Edinburgh from Salisbury Crags, 26 July 1829 – sketch by Mendelssohn from the “Bodliean notebook” 21r

Edinburgh from Salisbury Crags, 26 July 1829 – sketch by Mendelssohn from the “Bodliean notebook”. 21r

The second source is a larger sketch-book, 28cm by 20cm, which Mendelssohn used in London and Scotland in 1829. Interleaved in this book are sheets of tracing paper on which Klingemann wrote poems reflecting on the views that Mendelssohn sketched. One of these poems, written at the Pass of Killiecrankie, is quoted on this website. I refer to this source as the “Bodliean sketchbook”.
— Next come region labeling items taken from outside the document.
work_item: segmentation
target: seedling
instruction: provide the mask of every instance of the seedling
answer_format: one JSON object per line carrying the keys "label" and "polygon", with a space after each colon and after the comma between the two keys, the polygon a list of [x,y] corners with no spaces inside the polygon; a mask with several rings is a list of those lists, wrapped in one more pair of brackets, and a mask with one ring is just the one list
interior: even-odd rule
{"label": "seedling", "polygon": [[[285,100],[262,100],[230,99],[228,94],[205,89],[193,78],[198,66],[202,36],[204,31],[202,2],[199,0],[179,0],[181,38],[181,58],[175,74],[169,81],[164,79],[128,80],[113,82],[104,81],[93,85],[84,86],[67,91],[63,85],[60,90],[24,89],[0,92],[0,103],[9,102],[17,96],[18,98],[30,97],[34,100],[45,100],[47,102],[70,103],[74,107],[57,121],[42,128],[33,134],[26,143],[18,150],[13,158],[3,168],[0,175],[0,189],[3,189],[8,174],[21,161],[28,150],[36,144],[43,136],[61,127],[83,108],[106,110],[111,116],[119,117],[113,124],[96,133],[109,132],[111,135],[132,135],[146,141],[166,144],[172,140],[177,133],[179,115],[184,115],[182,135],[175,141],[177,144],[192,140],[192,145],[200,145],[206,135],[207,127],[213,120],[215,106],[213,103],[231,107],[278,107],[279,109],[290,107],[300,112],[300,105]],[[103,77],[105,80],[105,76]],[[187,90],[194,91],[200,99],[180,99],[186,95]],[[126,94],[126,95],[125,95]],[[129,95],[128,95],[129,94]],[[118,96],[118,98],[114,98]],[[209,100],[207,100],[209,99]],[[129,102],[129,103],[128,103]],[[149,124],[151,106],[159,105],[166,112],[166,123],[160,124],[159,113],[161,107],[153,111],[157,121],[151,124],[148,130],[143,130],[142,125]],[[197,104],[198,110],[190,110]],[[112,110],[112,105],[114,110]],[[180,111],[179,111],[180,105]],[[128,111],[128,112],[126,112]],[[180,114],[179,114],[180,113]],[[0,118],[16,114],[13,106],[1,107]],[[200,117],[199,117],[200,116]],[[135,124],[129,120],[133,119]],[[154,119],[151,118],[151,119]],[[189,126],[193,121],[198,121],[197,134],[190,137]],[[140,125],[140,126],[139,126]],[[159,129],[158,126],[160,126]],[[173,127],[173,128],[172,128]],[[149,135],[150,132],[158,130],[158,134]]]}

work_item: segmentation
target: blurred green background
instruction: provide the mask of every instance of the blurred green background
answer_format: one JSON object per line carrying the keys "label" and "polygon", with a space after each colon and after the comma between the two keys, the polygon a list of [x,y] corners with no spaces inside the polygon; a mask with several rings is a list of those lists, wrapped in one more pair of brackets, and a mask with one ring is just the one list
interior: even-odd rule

Killiecrankie 3 August 1829 – sketch by Mendelssohn from the “Bodliean sketchbook” 19r

Killiecrankie 3 August 1829 – sketch by Mendelssohn from the “Bodliean sketchbook”. 19r

The third source of sketches is from the Beinecke Library at Yale University in the USA, and I am grateful to them for their permission to reproduce them here. I refer to this source as the “Beinecke sketchbook” which comprises 25 sketches that Mendelssohn copied from the Bodliean sketchbook and notebook with seven further sketches (including Bruar Falls, Tummel Bridge and Loch Awe) which do not appear in the Bodliean books. Mendelssohn copied these sketches in 1846 and sent them at the beginning of 1847 as a gift to Klingemann. They include the poems that Klingemann wrote on the tracing paper in the Bodliean sketchbook, meticulously copied out by Mendelssohn (or more accurately, according to a letter from Mendelssohn to Klingemann dated 31 January 1847, by Felix’s sisters, Fanny and Rebecca). It is a testament to the strong friendship that must have existed between Mendelssohn and Klingemann that he should have devoted so many hours to the task of making these copies and giving them to Klingemann in a handsome new book as a memento of their Scottish journey together nearly 20 years earlier. One mystery relating to the Beinecke sketches is: what original source did Mendelssohn use for the “new sketches” of Bruar Falls, Tummel Bridge and Loch Awe and others? They are certainly not copied from either of the Bodliean books so he must have had with him on his Scottish journey a third sketch book from which he made these later copies. They are so detailed that, even for someone with such an extraordinary powers of recall as Mendelssohn, he could not have reproduced them from memory.

Tummel Bridge, 4 August 1829 – sketch by Mendelssohn from the “Beinecke sketchbook”

Tummel Bridge, 4 August 1829 – sketch by Mendelssohn from the “Beinecke sketchbook”

As a condition of use on this site, the folio number (eg 21r) has been shown beside each of the sketches from the Bodliean notebook and Bodliean sketchbook. The shelf number for all Bodliean notebook sketches is g.1 and for the Bodliean sketchbook it is d.2. No shelf/folio numbers are needed, and have not been included, for the Beinecke sketches

Extracts from letters that Mendelssohn and Klingemann wrote, either jointly or separately, are taken from the translation by Sebastian Hensel, son of Wilhelm and Fanny Hensel (née Mendelssohn), in his book “The Mendelssohn Family” published in 1888.

The extracts from performances of Calm Sea and Prosperous Voyage, the Hebrides Overture and the Scottish Symphony are by the London Symphony Orchestra conducted by Claudio Abbado and I am grateful to Deutsche Grammophon, the LSO and the Musicians’ Union for their permission to use these recordings.